Ancient festival in Athens

The Pandia was an ancient state festival attested as having been held annually at Athens as early as the time of Demosthenes. Although little that is known of the Pandia is certain, it was probably a festival for Zeus, and was celebrated in the spring after the City Dionysia in the middle of the month of Elaphebolion (late March and early April).

==Dates==
The exact date of the Pandia has been much discussed. Demosthenes speech Against Midias (21.8) has a meeting, during which the conduct of the City Dionysia was reviewed, being held after the Pandia. This places the Pandia, at least during the time of Demosthenes, after the City Dionysia. Some have seen an association between the Pandia and the full moon, putting the celebration on 14 Elaphebolion. However, according to Pickard-Cambridge, Gould, and Lewis, the association with the full moon "can neither be affirmed nor rejected", and modern scholarship appears to favor the later dates of the 16 or 17 Elaphebolion.

==Rites==
The derivation of the festival's name and exactly whom the festival may have honored have been the subject of considerable discussion. Zeus, the goddess Selene, Pandia, a daughter of Zeus and Selene, and Pandion, a mythical king, have all been seen as being possibly connected with the festival.

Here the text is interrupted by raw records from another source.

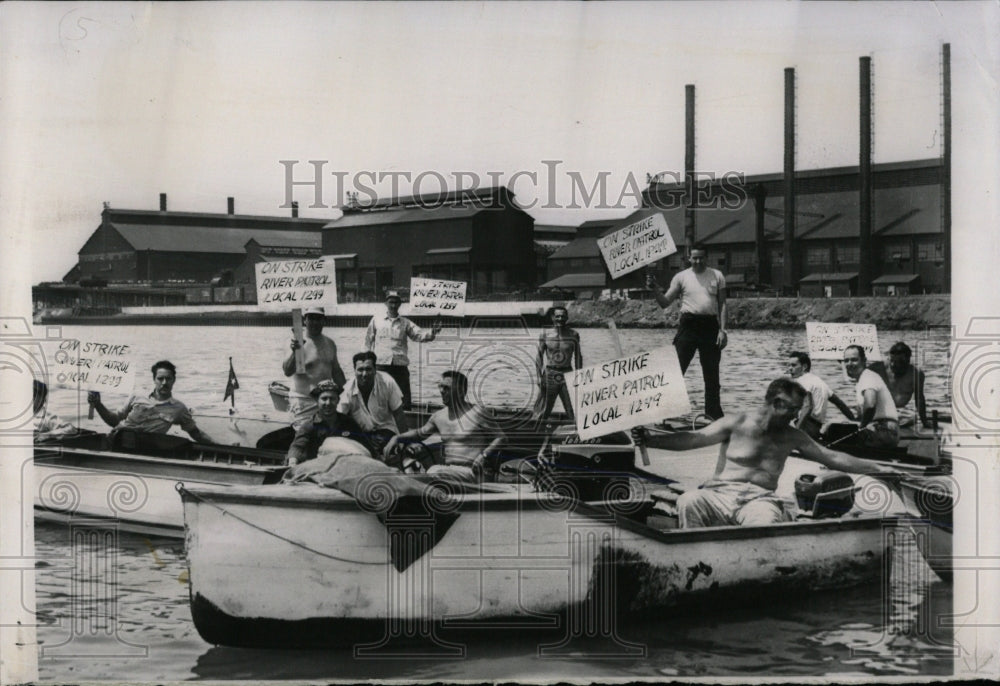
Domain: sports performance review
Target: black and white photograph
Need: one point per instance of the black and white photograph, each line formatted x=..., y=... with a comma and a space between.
x=499, y=341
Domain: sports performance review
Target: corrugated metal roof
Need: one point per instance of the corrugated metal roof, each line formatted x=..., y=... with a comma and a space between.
x=403, y=216
x=210, y=239
x=586, y=280
x=834, y=276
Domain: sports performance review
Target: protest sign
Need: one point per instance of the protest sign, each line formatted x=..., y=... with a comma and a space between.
x=436, y=296
x=828, y=340
x=638, y=389
x=295, y=284
x=637, y=245
x=94, y=366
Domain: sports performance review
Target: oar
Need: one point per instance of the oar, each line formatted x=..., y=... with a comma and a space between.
x=617, y=342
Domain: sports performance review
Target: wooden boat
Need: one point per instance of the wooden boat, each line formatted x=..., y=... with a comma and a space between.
x=130, y=485
x=296, y=566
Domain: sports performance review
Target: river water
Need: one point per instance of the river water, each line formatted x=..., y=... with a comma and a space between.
x=114, y=605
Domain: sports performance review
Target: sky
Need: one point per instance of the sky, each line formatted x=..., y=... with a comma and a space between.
x=119, y=102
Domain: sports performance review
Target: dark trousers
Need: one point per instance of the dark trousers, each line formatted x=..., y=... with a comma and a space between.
x=698, y=333
x=401, y=375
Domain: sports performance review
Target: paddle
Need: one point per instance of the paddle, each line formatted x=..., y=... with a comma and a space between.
x=617, y=342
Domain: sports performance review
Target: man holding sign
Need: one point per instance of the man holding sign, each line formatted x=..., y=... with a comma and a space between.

The name "Pandia" is associated with the goddess Selene, the Greek personification of the moon. Originally, Pandia may have been an epithet of Selene, but by at least the time of the Homeric Hymn to Selene, Pandia ("all brightness") had become a daughter of Selene and Zeus. Pandia Selene or Selene's daughter Pandia, have been offered as possible origins for the name of the festival.

Another mythological figure whose name has been suggested as a possible source for the name of the festival is Pandion, a legendary king of Athens who, as part of the tribal reforms of Cleisthenes at the end of the sixth century BC, became the eponymous hero of the Athenian tribe Pandionis. However, some scholars think it is more likely that the hero derived his name from the festival as its legendary founder. An inscription dating from c. 386 BC, which refers to a decree of the tribe Pandionis, commending a "priest of Pandion" for services performed at the Pandia, supports the notion of a link between Pandion and the festival.

While mentioning both Selene and Pandion in connection with the festival's name, Photius states that the festival was held for Zeus. Although, according to Robert Parker, this association with Zeus may only be "a probably correct etymological guess", many scholars are content to assign the festival to Zeus. It is also possible that more than one mythological figure was associated with the festival, and who the festival honored may have changed over time.

==Pandia of Plotheia==

A festival of the same name is attested for the deme Plotheia; what relationship, if any, this festival may have had with the Pandia of Athens is unknown.